Eventually Tom had the wood planed and began to use it to make items of love and history for our family. He made 3 beautiful keepsake boxes for our granddaughters and daughter-in-law. On the base of the boxes he had me inscribe the history of the wood. I finally understood. This wood came from an abandoned old home that Tom’s father, Lowell Thomas Needham, had torn down when he was a teenager, with his father, James Evans Needham, in SE Kansas. In calculating the age of this wood, we realized it was well over 200 years old.  It’s now become treasure boxes, pens and shelves. All beautiful, all loved. This wood began as a beautiful black walnut tree long before it ever became a home, before it ever became worthy to tear down, before it ever became a family heirloom and conveyor of love and life.

As I went over my speech in my mind, early that morning, I realized that this pen held the key to my speech and my message. Thus began my telling of my black walnut parable.

I wove my story of the black walnut tree through my speech starting with the tree, in its full glory, providing shade, protection and even love to those it sheltered. Majestic and eternal in its place. Then, in one fell swoop, the tree was no more, cut down and splayed with broken limbs and heart upon the ground. The tree couldn’t help but believe it’s life and purpose were over. How often do we have experiences that lead us to believe we have failed, our purpose is lost and we are broken. How often are we torn, limb from limb, and cannot see another bright day in our horizon.

Then, almost magically, the black walnut tree was shaped and cut to become a home. A place to provide shelter and protection, warmth, and a keeper of love. The tree was again a beating heart of beauty and grace. She didn’t look the same. She didn’t feel the same. She survived and served and blossomed in her new energy. The black walnut tree lived on. Do you view the changes and challenges you face in your life, where you’ve walked through fire and survived, beautiful, glorious but different. The beating heart still present and yet refined and changed. You live on.

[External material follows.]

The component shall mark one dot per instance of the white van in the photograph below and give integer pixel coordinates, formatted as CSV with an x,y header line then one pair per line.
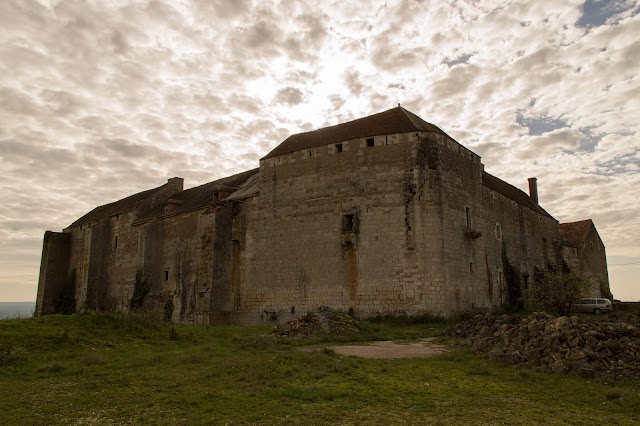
x,y
595,305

Once again, the beautiful tree came down, not in the same manner, but in the same tearing down and ripping apart. What was a home was no longer. And the black walnut tree once again believed her life had ended, her purpose complete. She became strips of wood, no specific plan or purpose, no place to beautify, to build. Just chunks of wood in a pile of memories and she drifted off to sleep, certain to never awake. Her life was over. We too seem to go through fire after fire of refining and scorching, times of working and of waiting, moments where we are sure our purpose has passed, where we may have failed, given up, been broken. We drift into that place of waiting and simply pray for the release of expectation and the belief that no more could come.

And then the black walnut tree awakened to the sound of equipment whirring and saws buzzing, feeling her rough edges hewn off, torn once again in what must surely be her final parting. She waited with bated breath for the very end. She was a beautiful, brave black walnut tree. After the sound died down, she remained. And the beautifully smooth pieces of majestic black walnut emerged, triumphant and powerful in her story. She became the protector and home to beautiful memories and stories, of little girl fairy tales and love, of powerful energies of goodness and light. She lived. And the most powerful of all her pieces lives in the beautiful, carved and delicate pens. They write the story of her magnificent life. They hold within them words of beauty and love. They give power to the wielder to write their own story, to sing their own songs, to live their own purpose.

Like the black walnut tree I have been torn asunder, limb from limb, throughout my life. I have been given opportunities to live again and again. To be refined and honed, becoming stronger and stronger. To paring down the rough edges, to seeing the beauty within my heart and to allowing myself to forever keep changing, seeing beauty and grace in every place. I have learned. I have lifted. I have walked through the fire of my life and I continue to burn brightly. I am the black walnut tree and within me burns my story.